S. M. avait conclu, le 30 décembre 1758 avec l'Impératrice-Reine de Hongrie et de Bohème, un nouveau traité par lequel la France se trouvait dans la nécessité de continuer la guerre en Allemagne aussi long-temps que cette Princesse voudrait mesurer ses forces avec le Roi de Prusse pour reconquérir la Silésie.

Le Roi ne pouvait donc plus, sans rendre sa bonne foi et ses intentions suspectes, exciter la Cour de Vienne à faire son accommodement avec S. M. Prussienne. D'ailleurs l'alliance du Roi avec la maison d'Autriche ne pouvait être utile qu'autant qu'elle serait durable, et il était essentiel de ne pas avoir pour cette maison des procédés qui l'obligeraient à reprendre ses anciennes liaisons avec les ennemis de la France.

La Russie n'ayant ni les mêmes ménagemens à observer ni les mêmes dangers à craindre, pouvait sans inconvénient proposer une médiation armée à laquelle les cours de Vienne et de Berlin seraient forcées de déférer.

Il était naturel de penser que la Cour de Pétersbourg saisirait cette idée avec ardeur, et chercherait à se procurer par la paix une réputation qu'elle ne pouvait guère se flatter alors de se procurer par le succès de ses armes.

D'un autre côté, le Roi désirait sincèrement de faire cesser la guerre avec les Anglais, devenue par les évènemens trop onéreuse aux finances et à la marine de S. M., à la navigation et au commerce de ses sujets.

Le Roi d'Espagne venait de lui offrir sa médiation pour réconcilier la France avec l'Angleterre; et S. M. l'avait acceptée avec autant d'empressement que de confiance dans l'amitié de ce prince.

Il y avait donc apparence que le repos public pouvait être bientôt retabli; d'un côté, par la réconciliation du Roi avec le Roi d'Angleterre, sous la médiation de S. M. C.; et de l'autre, par la paix de l'Impératrice-Reine avec le Roi de Prusse, sous la médiation de l'Impératrice de Russie.

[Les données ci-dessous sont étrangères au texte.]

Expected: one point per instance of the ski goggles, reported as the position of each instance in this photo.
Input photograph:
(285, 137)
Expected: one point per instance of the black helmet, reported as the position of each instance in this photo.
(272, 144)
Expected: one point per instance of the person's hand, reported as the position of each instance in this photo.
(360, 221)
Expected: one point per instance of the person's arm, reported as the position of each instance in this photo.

D'après ce système, le Roi fit adresser des instructions au Marquis de L'Hôpital. Dès le

8 juillet de l'année dernière, S. M. lui ordonna de profiter de la première occasion que le ministère russe lui fournirait pour exposer légèrement, et comme de lui-même, le projet qu'on vient d'indiquer.

Soit que le comte de Woronzow, devenu grand Chancelier de Russie, n'eût pas mis le Marquis de l'Hôpital à portée d'exécuter ce qui lui avait été prescrit; soit que l'Ambassadeur du Roi eût jugé qu'il fallait pour cet effet attendre des circonstances plus favorables, il n'aurait fait aucun usage du plan en question, lorsque deux victoires remportées par les Russes sur l'armée prussienne, parurent opérer un changement considérable dans le système et les vues politiques de la Russie.

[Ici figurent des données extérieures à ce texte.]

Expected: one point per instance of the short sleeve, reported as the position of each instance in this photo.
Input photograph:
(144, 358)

Jusqu'à cette époque cette puissance, dans tout ce qu'elle avait fait pour le soutien de la cause commune en Allemagne, ne paraissait agir que par un motif d'amitié et de générosité en faveur des Cours de Vienne et de Dresde, et par fidélité aux engagemens particuliers qu'elle avait contractés en 1746 avec l'Impératrice-Reine et le Roi de Pologne, Électeur de Saxe.

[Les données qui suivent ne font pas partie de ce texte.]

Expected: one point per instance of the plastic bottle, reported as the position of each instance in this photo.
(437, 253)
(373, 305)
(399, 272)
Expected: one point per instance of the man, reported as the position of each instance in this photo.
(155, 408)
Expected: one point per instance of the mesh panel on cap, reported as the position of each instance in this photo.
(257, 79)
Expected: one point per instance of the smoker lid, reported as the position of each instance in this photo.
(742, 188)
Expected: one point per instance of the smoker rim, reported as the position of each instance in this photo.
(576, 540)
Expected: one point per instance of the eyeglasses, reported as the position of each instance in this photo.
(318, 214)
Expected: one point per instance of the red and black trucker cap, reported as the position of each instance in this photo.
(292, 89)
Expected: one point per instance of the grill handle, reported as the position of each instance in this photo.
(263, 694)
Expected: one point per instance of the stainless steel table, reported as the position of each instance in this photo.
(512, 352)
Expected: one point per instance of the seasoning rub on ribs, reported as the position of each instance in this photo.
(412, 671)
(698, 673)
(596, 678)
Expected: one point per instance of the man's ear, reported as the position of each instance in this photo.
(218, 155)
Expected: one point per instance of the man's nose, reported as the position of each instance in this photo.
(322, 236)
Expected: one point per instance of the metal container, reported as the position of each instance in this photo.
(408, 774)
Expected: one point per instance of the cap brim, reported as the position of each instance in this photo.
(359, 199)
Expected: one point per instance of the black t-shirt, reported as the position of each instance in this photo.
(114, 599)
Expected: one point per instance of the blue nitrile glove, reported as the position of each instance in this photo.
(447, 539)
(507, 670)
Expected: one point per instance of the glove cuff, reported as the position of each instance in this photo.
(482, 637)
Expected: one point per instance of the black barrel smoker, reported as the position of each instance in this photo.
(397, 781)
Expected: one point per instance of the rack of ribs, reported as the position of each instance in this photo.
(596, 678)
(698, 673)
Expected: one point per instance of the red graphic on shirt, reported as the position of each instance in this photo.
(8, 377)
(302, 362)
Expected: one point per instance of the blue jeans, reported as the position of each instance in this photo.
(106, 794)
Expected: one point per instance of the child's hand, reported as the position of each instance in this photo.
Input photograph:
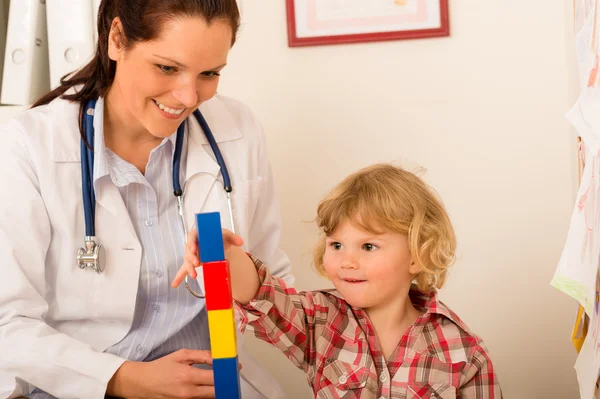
(191, 257)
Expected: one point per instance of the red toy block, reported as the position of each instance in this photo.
(217, 285)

Le ministère de Pétersbourg, qui s'était borné à représenter de temps en tenips que les dépenses que la guerre lui occasionnait étaient excessives, n'avait jamais parlé de dédommagement à stipuler pour la Russie, aux dépens du Roi de

Prusse, lorsqu'on négocierait la pacification de l'Allemagne. Cette prétention n'a été produite que sur la fin de l'année derrière, lorsque le Roi et l'Impératrice-Reine ayant invité l'Impératrice de Russie à accéder au traité du 30 de décembre 1758, entre les Cours de France et de Vienne, et au traité du 4 de mai de la même année, entre les couronnes de France et de Danemarck, la Cour de Pétersbourg fit remettre successivement un mémoire le 26 d'octobre et une note le 1" de décembre 1759.

Ces pièces s'expliquent fort clairement sur le dédommagement prétendu de la Russie pour les frais de la guerre. Cette puissance demande formellement la cession, en sa faveur, du royaume de Prusse, du moins jusqu'à ce qu'elle soit remboursée des dépenses qu'elle a faites; et elle fait entendre assez clairement que son intention est de faire dépendre son accession aux deux traités dont on vient de parler, des engagemens qu'elle voulait faire prendre aux Cours de France et de Vienne relativement au dédommagement dont il s'agit.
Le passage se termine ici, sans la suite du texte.